= List of WBC Muaythai diamond champions =

This is a list of WBC Muaythai diamond champions, showing diamond champions certificated by the World Boxing Council Muaythai (WBC Muaythai). The WBC, which is one of the four major governing bodies in professional boxing, started certifying their own Muay Thai world champions in 19 different weight classes in 2005.

== Middleweight ==

| No. | Name | Date winning | Date losing | Days | Defenses |
| 1 | THA Phetmorakot Petchyindee Academy | October 4, 2019 | July 2021 | 2339 | 0 |
Phetmorakot defeated Mohammad Siasarani ( Iran) by KO (Knee to body) at 3R in Chiang Rai, Thailand.
| 2 | BEL Youssef Boughanem | July 17, 2021 | Current | 1687 | 0 |
Boughanem defeated Niclas Larsen ( Denmark) by DEC (Unanimous) at 5R in Brussels, Belgium.

== Super welterweight ==

| No. | Name | Date winning | Date losing | Days | Defenses |
| 1 | THA Buakaw Banchamek | August 15, 2014 | Current | 4215 | 0 |
Buakaw defeated Abdoul Karim Touré ( France) by TKO (Referee stoppage: Right elbow strike) at 3R at Chiang Mai Rajabhat University in Chiang Mai Province, Thailand.

== Super lightweight ==

| No. | Name | Date winning | Date losing | Days | Defenses |
| 1 | THA Saenchai PKSaenchaimuaythaigym | August 14, 2011 | Current | 5312 | 0 |
| 2 | THA Singdam Kiatmuu9 | July 27, 2019 | Current | 2408 | 0 |
Saenchai defeated Kevin Ross ( USA) by majority decision(48-46/48-46/47-47) after 5R at Commerce Casino in Los Angeles, California, United States.
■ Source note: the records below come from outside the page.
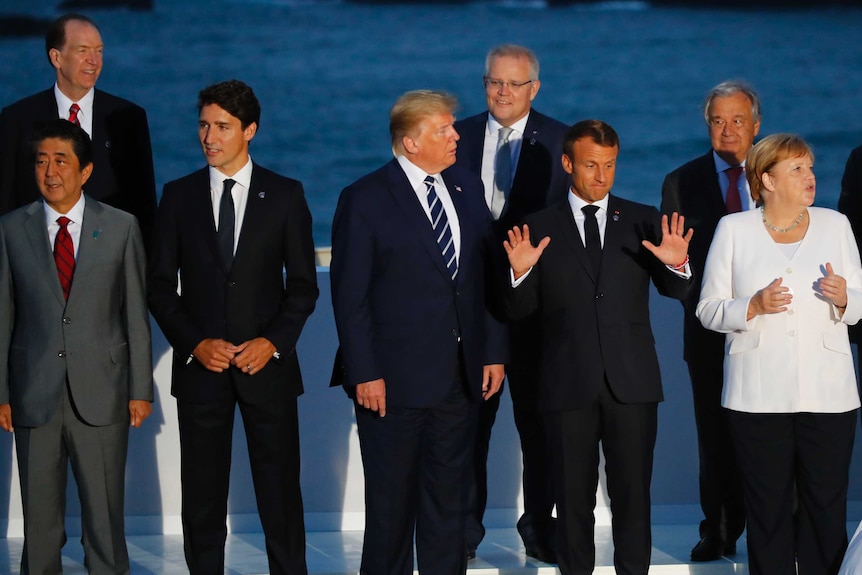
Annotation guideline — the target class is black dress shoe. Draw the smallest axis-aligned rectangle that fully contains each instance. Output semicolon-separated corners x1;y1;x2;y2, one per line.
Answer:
691;535;724;563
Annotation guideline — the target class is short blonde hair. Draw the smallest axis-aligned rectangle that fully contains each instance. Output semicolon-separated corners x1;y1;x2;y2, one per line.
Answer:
389;90;458;155
745;134;814;203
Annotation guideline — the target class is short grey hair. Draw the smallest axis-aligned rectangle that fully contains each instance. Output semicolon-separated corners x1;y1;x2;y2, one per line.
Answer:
703;80;760;125
485;44;539;81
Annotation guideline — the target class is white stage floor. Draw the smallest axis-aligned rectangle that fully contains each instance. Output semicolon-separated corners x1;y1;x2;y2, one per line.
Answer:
0;522;768;575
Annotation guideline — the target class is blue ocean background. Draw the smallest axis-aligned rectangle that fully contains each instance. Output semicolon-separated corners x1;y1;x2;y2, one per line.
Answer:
0;0;862;246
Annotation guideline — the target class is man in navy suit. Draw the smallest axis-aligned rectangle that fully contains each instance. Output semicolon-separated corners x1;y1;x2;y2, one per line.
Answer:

This bout was also for the vacant title of MTAA world Super lightweight.

== Super Bantamweight ==

| No. | Name | Date winning | Date losing | Days | Defenses |
| 1 | UK Ruth Ashdown | August 15, 2018 | Retired with title | Retired after winning | 0 |
Ashdown defeated Dokmaipa Kiatpompetch ( Thailand) by Decision (Unanimous) at 5R in Hong Kong, China.